I really hate the dismissal of the heavy lifting proton does. Proton is what makes gaming on Linux so great. So many native linux games perform worse on Linux vs their windows counterparts. Then again, I'd expect nothing less from Dave2D

[–] underline960@sh.itjust.works 12 points 1 week ago* (last edited 1 week ago) (18 children)

What does proton do?

I only vaguely understand it as "thing that makes game playable on other thing."

(And also I have six versions installed on my steam deck whydoIneedsixofthese?)

[–] BluescreenOfDeath@lemmy.world 4 points 1 week ago (1 children)

Most simply put, it's a layer that allows a computer program expecting windows to run on Linux. It isn't emulating anything, just sorta like translating.

Think of it like a language. Windows speaks English, so a program expects to talk in English. But let's pretend like Linux talks Spanish. Proton translates the English commands to Spanish for Linux to understand and execute, and then Proton converts the responses back to English for the program.

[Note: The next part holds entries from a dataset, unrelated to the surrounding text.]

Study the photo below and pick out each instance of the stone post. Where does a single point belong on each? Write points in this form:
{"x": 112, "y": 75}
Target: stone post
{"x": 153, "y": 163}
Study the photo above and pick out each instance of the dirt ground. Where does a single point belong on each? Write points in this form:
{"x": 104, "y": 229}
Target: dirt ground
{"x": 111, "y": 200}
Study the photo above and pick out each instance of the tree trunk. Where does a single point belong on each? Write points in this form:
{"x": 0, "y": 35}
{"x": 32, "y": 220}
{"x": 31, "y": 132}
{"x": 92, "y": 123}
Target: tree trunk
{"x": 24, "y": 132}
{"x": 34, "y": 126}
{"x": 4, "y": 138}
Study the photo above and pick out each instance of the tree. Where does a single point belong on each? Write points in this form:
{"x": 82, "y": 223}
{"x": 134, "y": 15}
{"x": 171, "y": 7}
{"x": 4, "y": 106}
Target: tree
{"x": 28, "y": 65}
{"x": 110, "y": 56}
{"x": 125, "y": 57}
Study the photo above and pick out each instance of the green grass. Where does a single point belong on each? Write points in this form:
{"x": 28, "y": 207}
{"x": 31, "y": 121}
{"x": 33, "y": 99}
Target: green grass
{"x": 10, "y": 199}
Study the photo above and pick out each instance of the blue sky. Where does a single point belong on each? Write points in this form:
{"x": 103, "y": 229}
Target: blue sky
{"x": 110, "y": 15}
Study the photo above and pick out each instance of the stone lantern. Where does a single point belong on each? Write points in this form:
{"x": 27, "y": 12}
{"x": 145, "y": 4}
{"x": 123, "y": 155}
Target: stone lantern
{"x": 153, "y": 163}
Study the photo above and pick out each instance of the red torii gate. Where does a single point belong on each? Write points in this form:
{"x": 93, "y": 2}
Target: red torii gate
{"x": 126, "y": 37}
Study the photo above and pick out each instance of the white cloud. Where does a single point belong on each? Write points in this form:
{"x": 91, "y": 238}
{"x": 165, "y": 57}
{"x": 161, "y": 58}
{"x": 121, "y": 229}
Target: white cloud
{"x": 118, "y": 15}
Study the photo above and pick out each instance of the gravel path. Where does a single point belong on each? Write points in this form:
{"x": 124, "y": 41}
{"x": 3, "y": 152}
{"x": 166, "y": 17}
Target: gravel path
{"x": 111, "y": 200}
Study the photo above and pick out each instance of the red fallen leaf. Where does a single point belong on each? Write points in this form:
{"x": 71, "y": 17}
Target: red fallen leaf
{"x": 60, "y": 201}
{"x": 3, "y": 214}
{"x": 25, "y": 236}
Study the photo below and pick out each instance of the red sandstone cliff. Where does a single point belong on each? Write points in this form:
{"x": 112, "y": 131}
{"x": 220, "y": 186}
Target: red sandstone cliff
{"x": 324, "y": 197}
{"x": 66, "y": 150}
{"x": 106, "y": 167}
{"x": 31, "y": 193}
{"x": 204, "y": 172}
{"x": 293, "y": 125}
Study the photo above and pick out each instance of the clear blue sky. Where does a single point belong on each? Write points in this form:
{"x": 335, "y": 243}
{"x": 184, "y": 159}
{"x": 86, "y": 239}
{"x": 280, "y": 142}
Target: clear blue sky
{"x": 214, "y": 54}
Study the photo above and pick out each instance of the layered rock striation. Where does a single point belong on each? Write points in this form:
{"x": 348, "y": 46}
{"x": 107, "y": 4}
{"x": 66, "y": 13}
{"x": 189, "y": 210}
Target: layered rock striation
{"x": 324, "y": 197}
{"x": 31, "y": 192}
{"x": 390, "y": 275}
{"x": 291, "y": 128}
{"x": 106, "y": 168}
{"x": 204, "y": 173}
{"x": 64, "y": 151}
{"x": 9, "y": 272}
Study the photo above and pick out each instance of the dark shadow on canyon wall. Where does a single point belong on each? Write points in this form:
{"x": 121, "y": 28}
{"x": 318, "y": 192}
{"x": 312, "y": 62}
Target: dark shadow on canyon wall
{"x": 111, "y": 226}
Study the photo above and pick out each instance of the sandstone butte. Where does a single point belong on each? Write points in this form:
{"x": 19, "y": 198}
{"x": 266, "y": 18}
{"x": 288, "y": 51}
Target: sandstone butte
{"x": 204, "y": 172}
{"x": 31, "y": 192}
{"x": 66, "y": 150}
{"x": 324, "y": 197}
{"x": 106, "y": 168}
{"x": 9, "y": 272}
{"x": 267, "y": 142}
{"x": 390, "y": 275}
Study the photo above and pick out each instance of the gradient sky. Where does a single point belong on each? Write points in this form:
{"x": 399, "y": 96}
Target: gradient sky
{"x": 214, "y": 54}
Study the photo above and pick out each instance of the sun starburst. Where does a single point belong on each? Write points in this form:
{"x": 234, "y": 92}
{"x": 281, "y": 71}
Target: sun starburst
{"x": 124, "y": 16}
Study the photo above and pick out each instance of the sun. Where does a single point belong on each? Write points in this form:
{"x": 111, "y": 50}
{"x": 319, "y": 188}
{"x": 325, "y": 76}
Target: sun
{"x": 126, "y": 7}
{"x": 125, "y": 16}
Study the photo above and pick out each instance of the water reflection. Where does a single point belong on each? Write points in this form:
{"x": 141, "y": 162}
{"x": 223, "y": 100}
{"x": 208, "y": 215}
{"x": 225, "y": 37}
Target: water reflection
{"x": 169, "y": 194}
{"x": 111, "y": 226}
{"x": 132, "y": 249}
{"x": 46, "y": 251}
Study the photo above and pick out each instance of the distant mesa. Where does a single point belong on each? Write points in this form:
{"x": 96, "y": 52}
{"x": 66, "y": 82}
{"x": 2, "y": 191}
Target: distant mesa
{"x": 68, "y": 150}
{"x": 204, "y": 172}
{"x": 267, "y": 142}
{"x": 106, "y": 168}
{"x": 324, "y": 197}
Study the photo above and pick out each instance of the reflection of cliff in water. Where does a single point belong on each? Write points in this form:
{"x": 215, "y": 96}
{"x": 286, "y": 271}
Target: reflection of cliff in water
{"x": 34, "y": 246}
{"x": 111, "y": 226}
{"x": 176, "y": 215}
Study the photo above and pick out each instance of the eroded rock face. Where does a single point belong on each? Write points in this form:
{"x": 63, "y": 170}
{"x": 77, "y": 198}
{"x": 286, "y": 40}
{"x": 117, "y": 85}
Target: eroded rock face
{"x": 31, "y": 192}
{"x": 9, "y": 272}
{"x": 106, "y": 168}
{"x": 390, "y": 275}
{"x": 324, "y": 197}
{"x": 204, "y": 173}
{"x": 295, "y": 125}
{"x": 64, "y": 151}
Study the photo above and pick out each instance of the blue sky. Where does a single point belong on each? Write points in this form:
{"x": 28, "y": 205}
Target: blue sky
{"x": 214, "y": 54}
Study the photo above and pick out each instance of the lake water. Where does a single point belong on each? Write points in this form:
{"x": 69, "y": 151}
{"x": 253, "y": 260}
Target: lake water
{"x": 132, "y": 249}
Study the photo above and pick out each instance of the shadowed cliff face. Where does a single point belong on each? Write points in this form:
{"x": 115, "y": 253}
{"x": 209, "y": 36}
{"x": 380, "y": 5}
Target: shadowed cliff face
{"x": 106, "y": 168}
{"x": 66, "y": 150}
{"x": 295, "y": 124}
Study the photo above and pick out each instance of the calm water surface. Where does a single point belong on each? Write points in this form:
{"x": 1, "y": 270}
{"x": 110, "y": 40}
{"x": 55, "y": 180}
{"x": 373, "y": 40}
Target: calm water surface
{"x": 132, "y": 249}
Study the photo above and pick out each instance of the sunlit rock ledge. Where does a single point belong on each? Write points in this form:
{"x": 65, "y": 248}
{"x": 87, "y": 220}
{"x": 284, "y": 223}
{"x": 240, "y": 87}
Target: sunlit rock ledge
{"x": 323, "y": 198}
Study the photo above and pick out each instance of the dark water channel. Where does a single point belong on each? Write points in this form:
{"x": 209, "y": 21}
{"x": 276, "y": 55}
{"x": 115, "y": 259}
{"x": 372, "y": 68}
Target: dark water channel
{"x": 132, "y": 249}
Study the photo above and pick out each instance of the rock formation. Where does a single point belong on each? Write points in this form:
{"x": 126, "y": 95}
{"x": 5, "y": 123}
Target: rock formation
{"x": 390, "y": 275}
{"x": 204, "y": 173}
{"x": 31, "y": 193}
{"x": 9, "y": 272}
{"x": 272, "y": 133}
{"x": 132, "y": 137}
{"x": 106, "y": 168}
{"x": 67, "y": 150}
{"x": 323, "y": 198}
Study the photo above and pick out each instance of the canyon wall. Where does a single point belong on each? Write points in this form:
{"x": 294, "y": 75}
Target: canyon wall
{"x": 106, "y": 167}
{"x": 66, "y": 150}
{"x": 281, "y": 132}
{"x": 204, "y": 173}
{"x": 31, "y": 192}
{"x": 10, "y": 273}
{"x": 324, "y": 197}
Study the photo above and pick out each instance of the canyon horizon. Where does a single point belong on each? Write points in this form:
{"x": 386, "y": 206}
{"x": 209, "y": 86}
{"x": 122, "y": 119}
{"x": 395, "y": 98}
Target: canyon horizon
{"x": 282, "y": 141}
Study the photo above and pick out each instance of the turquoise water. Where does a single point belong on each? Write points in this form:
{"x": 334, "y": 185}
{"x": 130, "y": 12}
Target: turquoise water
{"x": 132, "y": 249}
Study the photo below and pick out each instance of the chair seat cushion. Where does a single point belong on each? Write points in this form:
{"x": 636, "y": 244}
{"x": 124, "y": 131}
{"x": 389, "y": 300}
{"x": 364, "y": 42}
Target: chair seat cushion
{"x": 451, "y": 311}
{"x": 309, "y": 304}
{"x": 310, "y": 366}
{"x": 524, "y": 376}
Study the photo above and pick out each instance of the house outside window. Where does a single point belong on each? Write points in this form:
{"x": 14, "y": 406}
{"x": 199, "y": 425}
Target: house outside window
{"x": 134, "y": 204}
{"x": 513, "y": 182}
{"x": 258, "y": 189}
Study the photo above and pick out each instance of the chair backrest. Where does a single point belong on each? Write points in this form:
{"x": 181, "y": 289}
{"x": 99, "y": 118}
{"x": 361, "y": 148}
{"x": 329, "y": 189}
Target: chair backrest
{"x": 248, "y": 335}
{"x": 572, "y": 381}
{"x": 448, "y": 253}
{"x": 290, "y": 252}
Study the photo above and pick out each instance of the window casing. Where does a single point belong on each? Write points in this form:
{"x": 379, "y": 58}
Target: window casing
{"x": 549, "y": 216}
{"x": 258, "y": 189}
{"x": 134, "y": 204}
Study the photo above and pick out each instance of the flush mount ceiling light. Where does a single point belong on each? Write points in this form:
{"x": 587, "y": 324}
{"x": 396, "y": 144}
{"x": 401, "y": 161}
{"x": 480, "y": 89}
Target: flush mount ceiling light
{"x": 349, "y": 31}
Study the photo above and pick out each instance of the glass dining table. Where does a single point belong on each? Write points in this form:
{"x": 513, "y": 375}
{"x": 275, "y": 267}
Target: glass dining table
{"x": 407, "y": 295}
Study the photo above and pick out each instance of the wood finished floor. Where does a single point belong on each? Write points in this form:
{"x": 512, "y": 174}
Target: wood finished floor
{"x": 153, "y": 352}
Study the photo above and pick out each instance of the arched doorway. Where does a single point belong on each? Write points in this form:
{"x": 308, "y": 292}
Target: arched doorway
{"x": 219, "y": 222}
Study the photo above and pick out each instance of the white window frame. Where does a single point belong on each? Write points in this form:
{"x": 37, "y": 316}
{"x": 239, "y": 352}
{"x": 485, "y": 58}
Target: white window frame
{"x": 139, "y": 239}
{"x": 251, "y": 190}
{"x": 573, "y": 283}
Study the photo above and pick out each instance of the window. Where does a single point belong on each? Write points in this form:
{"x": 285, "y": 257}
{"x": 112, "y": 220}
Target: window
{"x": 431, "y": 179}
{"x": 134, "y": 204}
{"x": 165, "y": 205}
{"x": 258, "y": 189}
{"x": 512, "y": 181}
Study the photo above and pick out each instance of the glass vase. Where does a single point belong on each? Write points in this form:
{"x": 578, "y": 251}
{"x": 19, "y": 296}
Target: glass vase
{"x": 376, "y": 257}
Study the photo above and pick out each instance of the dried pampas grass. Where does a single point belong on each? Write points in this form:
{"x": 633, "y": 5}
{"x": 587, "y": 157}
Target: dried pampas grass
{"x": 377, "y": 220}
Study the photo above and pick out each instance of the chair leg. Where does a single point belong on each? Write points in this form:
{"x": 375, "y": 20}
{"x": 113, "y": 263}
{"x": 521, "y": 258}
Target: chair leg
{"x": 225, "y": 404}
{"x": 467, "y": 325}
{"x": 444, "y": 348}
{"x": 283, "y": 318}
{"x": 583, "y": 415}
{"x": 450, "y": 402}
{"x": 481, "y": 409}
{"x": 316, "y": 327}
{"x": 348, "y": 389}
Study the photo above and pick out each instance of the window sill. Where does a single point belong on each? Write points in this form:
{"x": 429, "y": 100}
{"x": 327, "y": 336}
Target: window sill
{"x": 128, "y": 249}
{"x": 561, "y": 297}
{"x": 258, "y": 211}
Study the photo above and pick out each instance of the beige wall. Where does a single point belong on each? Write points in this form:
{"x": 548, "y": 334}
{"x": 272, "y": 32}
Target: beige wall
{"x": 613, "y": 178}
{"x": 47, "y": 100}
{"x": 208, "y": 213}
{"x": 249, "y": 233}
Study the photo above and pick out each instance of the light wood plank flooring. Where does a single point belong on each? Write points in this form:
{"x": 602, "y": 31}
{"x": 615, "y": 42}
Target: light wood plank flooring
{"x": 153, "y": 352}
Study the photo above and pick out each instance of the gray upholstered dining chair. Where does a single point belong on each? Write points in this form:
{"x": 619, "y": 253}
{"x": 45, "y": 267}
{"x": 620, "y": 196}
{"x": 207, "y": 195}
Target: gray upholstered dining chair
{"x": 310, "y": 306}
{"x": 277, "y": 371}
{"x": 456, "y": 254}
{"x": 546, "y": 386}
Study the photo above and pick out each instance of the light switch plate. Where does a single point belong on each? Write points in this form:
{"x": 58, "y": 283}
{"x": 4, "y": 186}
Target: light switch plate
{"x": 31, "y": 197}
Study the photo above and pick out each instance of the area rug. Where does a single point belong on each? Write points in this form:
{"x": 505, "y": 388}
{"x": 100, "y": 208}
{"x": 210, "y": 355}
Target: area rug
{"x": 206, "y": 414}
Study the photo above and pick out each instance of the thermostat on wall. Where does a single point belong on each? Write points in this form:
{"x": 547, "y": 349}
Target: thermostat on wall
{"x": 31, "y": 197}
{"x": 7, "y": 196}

[–] HK65@sopuli.xyz 9 points 1 week ago (2 children)

The big thing though about Proton is that it's not an additional translation/emulation layer. It doesn't translate into Spanish for Linux, as that would be slow, it makes Linux talk English.

So in your example, imagine you, the English speaking program, want to catch a taxi in Madrid/Linux but all taxi drivers speak only Spanish. An emulation layer would be "translating", so you would have an additional guy in the taxi that you could talk to that talks to the Spanish driver. Proton is not that, it's an English-speaking taxi driver.

[–] entropicdrift@lemmy.sdf.org 3 points 6 days ago (2 children)

Proton uses Wine, which is a Windows system call API translation layer for Linux. In other words, it translates commands for the Windows kernel into calls for the Linux kernel.

So it's kind of an emulator and kind of not, but regardless the metaphor of a translator is fine. As a lightweight translator, you might say it's like using Google Translate on your phone to translate back and forth quickly and automatically, rather than having a person in the middle who needs to think about it.

[–] Aceticon@lemmy.dbzer0.com 4 points 6 days ago (1 children)

In Software Design terminology, Wine and DXVK are "adaptor" layers (each convert one kind of API interface into a different kind - Wine doing Windows API to Linux API conversion and DXVK doing DirectX API to Vulkan API - and nothing more) whilst Proton is more a controller that just manages those things and adds some more functionality on top such as Steam integration for ease of use.

Without Proton users would have to know a bunch of command lines parameters and environment setup to launch all the right components with the right configuration so that they can first install and then run their Windows game in Linux. In fact this is the situation if you use Wine directly without something like Lutris to do a similar work as Proton.

Personally I prefer Lutris since it's more flexible - for example I can configure it to run games sandboxed with networking disabled - and it's not tightly bound to a single games store.

[–] entropicdrift@lemmy.sdf.org 4 points 6 days ago

I used to use Lutris, but I found Heroic more consistent and convenient for filling the same purpose. It's quite good at downloading just the diff needed for GoG game updates these days, for instance, which is key for big games like Baldur's Gate 3.

[–] adam@doomscroll.n8e.dev 2 points 6 days ago

I'd say it's something like a babelfish. You speak English, I hear Spanish.

[–] BluescreenOfDeath@lemmy.world 2 points 1 week ago (1 children)

I think the example you're using is closer to emulation.

I'm not an expert by any means, most of my technology experience comes from hardware. But Proton isn't changing the Linux ecosystem, and the programs are still expecting a windows environment when they're run via Proton.

From what I recall, Linux and windows can both do the same stuff, they just have different names or different ways to ask for resources. And Proton receives the request for whatever and converts it to the Linux equivalent.

It's not nearly as bad as it was in the past, now that the graphics APIs are system agnostic.

Well, technically speaking, neither would be emulation because both systems are running on x86.